Local Bolivian folk dance group Ballet Folklorico Bolivia strives to share Bolivian culture with Utah and other parts of the United States, while also bringing fellow Bolivians together and creating a sense of community through dance and music.
“Ballet Folklorico Bolivia gives an opportunity for everyone to enjoy the culture and to spread love through dance,” said BYU alumna and dancer Angie Ayaviri McGraw.
Emmanuel Taboada, a Bolivian student studying English at Internexus Provo, created this group after seeing that no one in Utah had started a Bolivian cultural dance group.
When Taboada came to Utah to learn English, he missed dancing and doing the things he had done at home in Bolivia. He realized he could create a group for Bolivian dancing to help share the rich culture.
“It makes my life happier, and one of our goals is to share our culture with other people,” Taboada said. Ballet Folklorico Bolivia currently has 17 members.
The group was able to go on stage for the first time in West Jordan on March 19, performing several Bolivian dances including Tinkus and Caporales.

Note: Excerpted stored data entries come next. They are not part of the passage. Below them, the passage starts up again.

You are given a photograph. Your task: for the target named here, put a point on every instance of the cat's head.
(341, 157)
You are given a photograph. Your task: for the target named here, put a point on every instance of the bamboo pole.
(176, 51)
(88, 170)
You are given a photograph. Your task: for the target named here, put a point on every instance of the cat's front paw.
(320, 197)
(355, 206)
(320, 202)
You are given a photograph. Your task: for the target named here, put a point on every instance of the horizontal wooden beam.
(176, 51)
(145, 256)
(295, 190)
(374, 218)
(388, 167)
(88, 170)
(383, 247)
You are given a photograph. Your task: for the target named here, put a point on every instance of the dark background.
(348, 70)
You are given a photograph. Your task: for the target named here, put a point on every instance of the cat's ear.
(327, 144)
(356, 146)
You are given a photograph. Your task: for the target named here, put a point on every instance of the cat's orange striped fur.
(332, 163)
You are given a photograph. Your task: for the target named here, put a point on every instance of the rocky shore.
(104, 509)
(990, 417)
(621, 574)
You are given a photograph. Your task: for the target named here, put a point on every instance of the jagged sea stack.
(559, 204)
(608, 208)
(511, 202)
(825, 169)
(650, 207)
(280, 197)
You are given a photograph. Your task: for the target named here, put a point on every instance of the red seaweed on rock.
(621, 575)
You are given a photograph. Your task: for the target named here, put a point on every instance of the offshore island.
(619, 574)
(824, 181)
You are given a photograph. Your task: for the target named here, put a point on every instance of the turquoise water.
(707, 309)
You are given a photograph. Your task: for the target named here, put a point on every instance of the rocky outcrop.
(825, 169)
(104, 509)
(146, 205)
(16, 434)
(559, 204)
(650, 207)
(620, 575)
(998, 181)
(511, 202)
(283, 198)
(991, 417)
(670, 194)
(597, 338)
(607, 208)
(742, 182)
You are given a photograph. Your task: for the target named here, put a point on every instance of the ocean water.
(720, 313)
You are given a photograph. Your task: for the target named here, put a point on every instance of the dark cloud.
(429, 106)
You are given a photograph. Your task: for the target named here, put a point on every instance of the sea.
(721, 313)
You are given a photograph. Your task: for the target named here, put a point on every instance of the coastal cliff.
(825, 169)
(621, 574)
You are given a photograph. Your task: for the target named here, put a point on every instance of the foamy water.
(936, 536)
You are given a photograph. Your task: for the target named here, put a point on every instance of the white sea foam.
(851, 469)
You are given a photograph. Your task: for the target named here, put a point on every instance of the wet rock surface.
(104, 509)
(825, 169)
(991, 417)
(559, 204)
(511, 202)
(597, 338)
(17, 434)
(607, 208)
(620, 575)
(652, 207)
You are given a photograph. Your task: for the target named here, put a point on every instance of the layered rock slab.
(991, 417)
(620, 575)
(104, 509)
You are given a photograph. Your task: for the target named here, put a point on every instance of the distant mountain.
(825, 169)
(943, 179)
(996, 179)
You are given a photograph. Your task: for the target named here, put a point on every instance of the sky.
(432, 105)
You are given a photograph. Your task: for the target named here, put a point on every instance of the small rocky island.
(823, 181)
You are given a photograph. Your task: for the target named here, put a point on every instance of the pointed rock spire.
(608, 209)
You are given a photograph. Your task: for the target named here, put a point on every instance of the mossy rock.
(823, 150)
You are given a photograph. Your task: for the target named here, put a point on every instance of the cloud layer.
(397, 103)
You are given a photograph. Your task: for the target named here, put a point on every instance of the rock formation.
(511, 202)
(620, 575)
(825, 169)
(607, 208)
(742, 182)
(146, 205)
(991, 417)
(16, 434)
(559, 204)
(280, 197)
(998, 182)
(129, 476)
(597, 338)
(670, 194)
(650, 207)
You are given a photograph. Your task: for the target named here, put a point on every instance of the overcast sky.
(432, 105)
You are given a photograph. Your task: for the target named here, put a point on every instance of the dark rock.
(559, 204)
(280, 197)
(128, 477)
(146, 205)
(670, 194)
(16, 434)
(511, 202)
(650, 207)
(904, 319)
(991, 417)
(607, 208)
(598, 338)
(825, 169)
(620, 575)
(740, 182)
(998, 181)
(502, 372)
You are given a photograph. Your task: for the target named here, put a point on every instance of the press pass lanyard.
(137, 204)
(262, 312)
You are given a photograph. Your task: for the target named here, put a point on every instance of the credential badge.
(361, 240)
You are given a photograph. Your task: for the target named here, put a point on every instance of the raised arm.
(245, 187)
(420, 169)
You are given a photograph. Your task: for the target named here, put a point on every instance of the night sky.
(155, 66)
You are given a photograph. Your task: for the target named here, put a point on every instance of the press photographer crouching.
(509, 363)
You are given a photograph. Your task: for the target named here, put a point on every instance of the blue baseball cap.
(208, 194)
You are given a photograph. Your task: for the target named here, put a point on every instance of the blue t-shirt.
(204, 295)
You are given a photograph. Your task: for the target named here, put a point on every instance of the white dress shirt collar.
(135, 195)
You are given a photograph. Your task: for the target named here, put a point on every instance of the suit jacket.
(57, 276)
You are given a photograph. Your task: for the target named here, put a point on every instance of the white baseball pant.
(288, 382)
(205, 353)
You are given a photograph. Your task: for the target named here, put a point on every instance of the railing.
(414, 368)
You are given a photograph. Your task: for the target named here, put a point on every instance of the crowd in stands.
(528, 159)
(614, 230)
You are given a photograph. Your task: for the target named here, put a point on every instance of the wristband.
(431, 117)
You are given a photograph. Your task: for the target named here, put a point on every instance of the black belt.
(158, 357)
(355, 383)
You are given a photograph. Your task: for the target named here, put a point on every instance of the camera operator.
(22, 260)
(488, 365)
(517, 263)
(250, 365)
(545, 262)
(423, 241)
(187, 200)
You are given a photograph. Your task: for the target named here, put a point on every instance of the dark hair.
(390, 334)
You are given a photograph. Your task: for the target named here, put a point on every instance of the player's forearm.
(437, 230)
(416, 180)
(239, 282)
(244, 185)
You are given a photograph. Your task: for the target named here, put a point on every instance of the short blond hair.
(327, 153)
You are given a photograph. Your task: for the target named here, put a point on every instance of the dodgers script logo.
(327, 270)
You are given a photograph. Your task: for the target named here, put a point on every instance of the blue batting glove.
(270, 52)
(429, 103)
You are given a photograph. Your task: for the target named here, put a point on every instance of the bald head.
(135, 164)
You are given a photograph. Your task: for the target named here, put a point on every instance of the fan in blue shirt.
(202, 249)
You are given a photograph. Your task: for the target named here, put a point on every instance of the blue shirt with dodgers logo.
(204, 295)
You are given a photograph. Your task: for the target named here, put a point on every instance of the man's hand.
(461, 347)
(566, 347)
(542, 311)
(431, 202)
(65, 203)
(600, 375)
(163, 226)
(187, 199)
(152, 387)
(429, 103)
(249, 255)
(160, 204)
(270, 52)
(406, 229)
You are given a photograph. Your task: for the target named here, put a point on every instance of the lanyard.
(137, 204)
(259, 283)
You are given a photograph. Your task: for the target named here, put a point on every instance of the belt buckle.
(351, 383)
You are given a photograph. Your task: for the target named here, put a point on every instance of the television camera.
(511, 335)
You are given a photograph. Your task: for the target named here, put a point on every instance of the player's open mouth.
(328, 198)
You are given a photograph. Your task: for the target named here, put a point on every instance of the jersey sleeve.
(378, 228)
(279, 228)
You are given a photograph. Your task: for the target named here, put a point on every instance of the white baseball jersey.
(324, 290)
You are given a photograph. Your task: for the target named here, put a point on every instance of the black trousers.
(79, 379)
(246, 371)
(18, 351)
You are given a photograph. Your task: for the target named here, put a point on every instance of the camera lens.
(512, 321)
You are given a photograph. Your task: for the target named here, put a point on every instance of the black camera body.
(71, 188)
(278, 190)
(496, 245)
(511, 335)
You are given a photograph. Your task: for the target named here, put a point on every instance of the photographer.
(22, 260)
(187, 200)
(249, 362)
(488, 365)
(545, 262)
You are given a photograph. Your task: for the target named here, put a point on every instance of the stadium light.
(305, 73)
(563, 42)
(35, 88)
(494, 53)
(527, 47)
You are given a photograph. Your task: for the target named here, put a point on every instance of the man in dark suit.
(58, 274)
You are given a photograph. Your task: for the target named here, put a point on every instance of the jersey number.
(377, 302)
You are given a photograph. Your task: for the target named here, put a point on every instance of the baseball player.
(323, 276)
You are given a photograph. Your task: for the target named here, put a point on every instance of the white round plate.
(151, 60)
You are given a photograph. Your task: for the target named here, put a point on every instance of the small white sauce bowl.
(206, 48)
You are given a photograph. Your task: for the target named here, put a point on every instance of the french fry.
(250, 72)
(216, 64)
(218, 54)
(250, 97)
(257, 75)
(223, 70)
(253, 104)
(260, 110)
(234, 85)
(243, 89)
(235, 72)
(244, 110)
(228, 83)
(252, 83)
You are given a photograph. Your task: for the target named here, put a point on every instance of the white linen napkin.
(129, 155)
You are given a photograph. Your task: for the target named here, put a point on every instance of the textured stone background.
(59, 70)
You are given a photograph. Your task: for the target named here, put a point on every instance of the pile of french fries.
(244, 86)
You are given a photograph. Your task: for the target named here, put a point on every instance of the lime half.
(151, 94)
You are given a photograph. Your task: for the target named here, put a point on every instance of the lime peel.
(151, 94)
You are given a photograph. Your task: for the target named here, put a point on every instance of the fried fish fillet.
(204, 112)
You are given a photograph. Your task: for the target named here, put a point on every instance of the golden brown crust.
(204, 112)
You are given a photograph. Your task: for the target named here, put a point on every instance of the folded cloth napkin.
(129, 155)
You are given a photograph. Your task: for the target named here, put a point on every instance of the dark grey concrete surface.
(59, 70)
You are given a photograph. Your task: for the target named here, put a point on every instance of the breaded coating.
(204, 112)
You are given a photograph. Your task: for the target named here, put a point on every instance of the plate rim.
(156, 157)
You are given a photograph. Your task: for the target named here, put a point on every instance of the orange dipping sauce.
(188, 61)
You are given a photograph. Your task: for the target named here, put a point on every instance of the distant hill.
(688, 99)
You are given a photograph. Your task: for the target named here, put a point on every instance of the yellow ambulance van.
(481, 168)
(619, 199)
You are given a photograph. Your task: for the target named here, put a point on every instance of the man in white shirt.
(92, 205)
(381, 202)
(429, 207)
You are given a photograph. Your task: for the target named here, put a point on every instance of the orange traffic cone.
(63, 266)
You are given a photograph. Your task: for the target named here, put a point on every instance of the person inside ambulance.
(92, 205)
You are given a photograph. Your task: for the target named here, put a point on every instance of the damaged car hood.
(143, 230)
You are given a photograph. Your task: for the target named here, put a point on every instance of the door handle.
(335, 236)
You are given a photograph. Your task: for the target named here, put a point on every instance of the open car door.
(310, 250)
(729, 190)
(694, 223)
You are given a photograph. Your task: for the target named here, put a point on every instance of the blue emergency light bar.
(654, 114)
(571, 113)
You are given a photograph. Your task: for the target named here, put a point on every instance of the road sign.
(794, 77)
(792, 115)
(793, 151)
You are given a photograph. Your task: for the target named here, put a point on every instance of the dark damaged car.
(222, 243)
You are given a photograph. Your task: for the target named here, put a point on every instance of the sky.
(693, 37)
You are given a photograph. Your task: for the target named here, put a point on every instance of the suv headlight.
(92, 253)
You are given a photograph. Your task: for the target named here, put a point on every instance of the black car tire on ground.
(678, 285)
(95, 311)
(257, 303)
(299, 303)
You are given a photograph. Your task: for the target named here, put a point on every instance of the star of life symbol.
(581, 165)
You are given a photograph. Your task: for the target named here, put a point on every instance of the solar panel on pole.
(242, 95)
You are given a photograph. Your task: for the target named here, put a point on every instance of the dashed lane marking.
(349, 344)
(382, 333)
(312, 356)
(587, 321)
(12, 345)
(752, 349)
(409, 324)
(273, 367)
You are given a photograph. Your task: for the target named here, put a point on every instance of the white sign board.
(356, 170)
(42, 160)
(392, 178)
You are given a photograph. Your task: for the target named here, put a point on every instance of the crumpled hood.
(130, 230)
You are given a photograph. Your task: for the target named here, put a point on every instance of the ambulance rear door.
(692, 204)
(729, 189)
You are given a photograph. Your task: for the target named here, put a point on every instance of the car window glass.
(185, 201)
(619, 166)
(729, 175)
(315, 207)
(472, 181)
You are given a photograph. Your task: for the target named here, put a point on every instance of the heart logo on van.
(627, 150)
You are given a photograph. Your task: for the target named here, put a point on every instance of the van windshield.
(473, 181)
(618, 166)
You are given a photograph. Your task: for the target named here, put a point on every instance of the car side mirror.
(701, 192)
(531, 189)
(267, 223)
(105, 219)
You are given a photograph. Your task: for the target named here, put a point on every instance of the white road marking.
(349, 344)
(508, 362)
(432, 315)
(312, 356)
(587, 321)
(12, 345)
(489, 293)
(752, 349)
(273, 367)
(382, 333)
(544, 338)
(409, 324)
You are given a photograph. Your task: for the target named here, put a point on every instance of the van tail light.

Tinkus and Caporales are two of the many traditional Bolivian dancing styles, which include the wearing of certain traditional Bolivian outfits.
McGraw said she saw her father shed tears of happiness as he watched the group perform onstage for the first time.
“I think that the dances are not only for people that are from the U.S. but also for the people from Bolivia. A lot of us have been living here for a long time, so listening to all the music and watching Bolivia being represented makes everyone happy,” she said.
Members of Ballet Folklorico Bolivia said it has become more than just a dancing group; it’s a way for them to connect back with their roots and show their love for their country.
“It’s hard to be away from home. We or our families have made a sacrifice to come to America to have a better life, and even though we are here, we still love our country, and we’re really proud of our roots and we’re from,” McGraw said.
Another member of the group and mother of four children Melisa Pozo Martineau said being in the group has also helped her to get closer to her sisters. “My other two sisters are also in the group, it’s been fun to spend time with them, and also with the other amazing people in the group too.”
Out of the 17 members of the group, one person is from the U.S. and another person is from Peru. The group is currently looking for at least 3 more people to join, and anyone is welcome.
“We want anyone who wants to dance to come join us and feel comfortable with us,” Taboada said.